“Certainly not. You are going to sell Highnoons, and we shall not trouble ourselves to put it into any but reasonable order. It will go for a song, I dare say. If any money is left when Eustace Cheviot’s debts have, been paid, you will buy your bride clothes with it, and so we shall be rid of the whole concern. Have you any other objections to put forward?”

“Oh, if only I knew what I ought to do!” Elinor cried.

“You had better let yourself be guided by me, for I have no doubts at all on that subject.”

“Oh, my lord, how can I help believing that you have made me this offer because of some nonsense I have talked—the merest raillery!—of your having ruined all my prospects?”

Carlyon moved, and firmly pulled the agitated widow into his arms. “You know, I never thought you could be such a simpleton!” he said, and kissed her.

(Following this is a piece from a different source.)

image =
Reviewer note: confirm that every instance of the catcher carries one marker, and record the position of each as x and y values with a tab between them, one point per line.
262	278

Elinor tried rather halfheartedly to thrust him away, but finding this an impossibility, appeared to resign herself, merely saying, when she could say anything at all, “Oh, Edward, no!”

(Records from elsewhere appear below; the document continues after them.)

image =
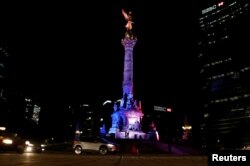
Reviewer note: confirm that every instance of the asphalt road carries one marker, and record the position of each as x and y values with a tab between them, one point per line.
54	159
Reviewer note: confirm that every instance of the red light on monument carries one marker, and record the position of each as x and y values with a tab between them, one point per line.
220	4
169	110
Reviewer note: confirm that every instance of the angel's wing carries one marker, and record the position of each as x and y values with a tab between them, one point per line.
125	15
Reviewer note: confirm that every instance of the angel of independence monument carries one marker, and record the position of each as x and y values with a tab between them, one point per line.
127	115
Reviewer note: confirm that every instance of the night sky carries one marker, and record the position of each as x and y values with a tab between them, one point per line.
71	52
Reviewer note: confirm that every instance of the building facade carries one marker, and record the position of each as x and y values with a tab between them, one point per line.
225	72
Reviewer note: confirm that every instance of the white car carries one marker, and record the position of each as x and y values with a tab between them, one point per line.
94	144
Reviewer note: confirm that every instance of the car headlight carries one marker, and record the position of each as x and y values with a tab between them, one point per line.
7	141
111	145
29	149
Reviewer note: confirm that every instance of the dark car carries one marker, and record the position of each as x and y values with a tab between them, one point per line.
94	144
13	142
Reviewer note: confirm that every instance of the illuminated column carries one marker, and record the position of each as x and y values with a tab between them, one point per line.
127	84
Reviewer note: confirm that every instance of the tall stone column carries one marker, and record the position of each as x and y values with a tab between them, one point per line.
127	84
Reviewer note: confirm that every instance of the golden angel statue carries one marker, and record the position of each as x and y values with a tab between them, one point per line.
128	18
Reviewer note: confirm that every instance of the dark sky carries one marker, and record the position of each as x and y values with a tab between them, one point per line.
68	51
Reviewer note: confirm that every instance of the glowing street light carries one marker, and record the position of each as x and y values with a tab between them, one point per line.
107	101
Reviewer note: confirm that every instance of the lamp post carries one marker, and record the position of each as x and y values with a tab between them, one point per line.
105	116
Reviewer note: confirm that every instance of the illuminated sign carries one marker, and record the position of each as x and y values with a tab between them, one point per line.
164	109
208	9
212	7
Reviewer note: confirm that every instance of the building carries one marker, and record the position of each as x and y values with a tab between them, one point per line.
84	120
224	69
3	83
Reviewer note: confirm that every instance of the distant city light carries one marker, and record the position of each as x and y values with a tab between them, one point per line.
186	127
2	128
221	3
107	101
169	110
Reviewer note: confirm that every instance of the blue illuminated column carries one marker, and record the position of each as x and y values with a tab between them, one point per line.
127	84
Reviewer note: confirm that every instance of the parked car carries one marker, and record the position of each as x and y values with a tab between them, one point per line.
94	144
13	142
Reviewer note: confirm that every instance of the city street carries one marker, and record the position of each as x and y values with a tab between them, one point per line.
58	159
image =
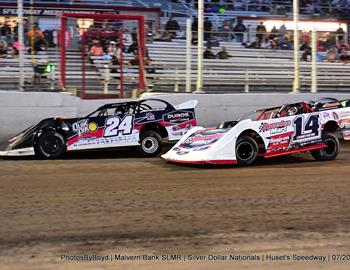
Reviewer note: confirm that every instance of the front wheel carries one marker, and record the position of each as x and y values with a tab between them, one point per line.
247	151
329	152
150	144
50	145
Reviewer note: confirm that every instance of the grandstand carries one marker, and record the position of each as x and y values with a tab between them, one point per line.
242	72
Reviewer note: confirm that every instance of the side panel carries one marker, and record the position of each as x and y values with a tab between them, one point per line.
103	132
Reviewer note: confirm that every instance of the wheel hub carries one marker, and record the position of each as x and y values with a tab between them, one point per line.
245	151
150	145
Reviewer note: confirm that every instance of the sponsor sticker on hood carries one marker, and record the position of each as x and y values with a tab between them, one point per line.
178	117
203	138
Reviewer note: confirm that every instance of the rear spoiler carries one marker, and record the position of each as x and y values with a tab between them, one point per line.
345	102
191	104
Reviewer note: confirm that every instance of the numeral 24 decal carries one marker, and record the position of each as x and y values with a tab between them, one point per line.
307	130
114	125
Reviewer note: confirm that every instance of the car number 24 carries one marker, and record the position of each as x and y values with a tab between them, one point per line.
114	125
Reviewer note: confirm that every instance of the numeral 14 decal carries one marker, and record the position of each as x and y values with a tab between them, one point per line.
115	125
308	129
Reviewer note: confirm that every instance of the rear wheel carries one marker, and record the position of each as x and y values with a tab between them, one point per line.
247	151
51	144
329	152
151	143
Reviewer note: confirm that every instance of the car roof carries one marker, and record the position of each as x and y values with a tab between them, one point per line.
133	102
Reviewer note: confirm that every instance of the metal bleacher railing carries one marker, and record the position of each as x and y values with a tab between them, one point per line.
129	3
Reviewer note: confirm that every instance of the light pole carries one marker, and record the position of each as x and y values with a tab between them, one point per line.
314	61
296	84
20	43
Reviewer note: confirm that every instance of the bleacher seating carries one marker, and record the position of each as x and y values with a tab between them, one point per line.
253	69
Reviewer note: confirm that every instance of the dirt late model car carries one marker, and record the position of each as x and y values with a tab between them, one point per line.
142	123
304	126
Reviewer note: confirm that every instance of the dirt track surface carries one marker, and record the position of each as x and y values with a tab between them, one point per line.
108	205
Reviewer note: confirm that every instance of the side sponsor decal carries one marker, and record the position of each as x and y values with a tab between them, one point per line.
203	138
307	129
279	142
276	127
114	126
83	126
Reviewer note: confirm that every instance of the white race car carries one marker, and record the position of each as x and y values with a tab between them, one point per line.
304	126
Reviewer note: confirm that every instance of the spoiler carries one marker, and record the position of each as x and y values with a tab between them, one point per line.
187	105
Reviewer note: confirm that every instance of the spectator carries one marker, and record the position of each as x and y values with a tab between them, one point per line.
341	45
207	28
223	54
114	64
12	52
344	57
253	45
340	33
112	49
284	44
260	32
208	54
96	49
3	49
9	39
226	28
282	30
127	39
36	39
239	30
133	47
304	46
134	35
332	55
135	61
172	26
273	32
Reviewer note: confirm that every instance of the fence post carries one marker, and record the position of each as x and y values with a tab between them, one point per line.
188	54
52	79
106	79
314	61
246	80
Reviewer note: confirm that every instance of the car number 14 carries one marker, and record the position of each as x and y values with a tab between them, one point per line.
307	129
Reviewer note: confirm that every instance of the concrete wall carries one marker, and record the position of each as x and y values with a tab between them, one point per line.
19	110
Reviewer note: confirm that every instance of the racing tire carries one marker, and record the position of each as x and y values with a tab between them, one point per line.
151	144
50	145
329	152
247	151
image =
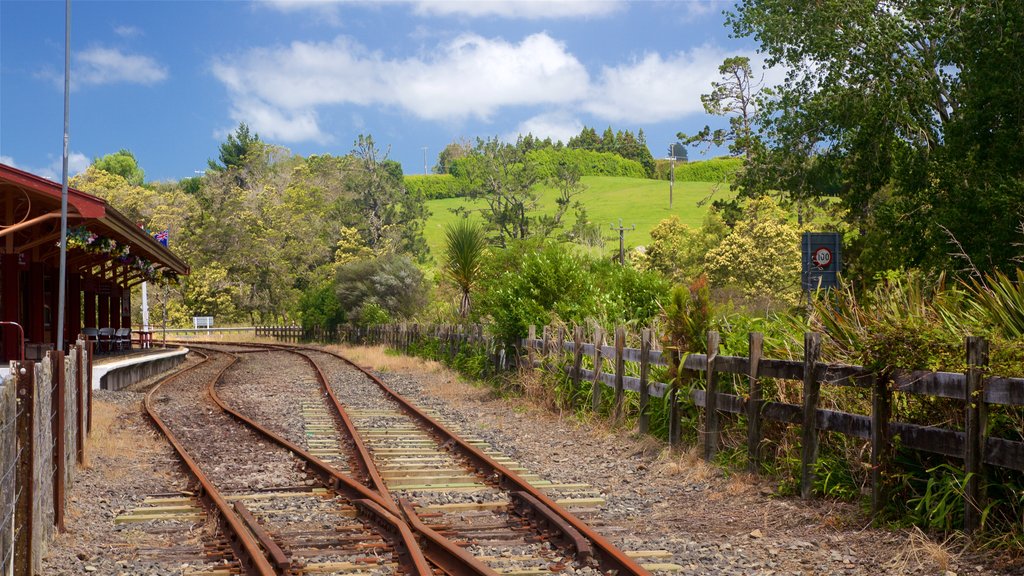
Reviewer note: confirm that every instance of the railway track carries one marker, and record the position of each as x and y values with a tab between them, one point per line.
276	516
452	489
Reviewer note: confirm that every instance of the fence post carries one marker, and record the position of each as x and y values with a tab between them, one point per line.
58	413
974	432
577	357
712	427
812	389
88	385
560	345
80	400
616	415
530	336
674	368
595	393
881	413
24	517
644	418
754	404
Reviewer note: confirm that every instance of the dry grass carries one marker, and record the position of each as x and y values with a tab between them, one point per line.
378	359
433	375
688	464
111	442
922	554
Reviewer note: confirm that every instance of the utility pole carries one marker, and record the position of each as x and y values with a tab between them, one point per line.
622	240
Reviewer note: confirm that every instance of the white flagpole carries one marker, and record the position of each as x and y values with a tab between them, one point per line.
61	295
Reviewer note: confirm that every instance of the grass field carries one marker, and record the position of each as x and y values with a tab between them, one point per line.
636	201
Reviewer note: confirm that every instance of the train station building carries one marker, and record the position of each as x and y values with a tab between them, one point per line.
108	254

“Elinor, I have spent a great part of my life in listening patiently to much folly. In my sisters I can support it with tolerable equanimity; in you I neither can nor will! Will you accept of my hand in marriage, or will you not?”

“Recognizing that his lordship’s disordered intellect was beyond mending, the widow abandoned the attempt to reclaim his wits, leaned her cheek thankfully against his shoulder, and said with the utmost meekness, “Yes, Edward, if you please! I would like it of all things!”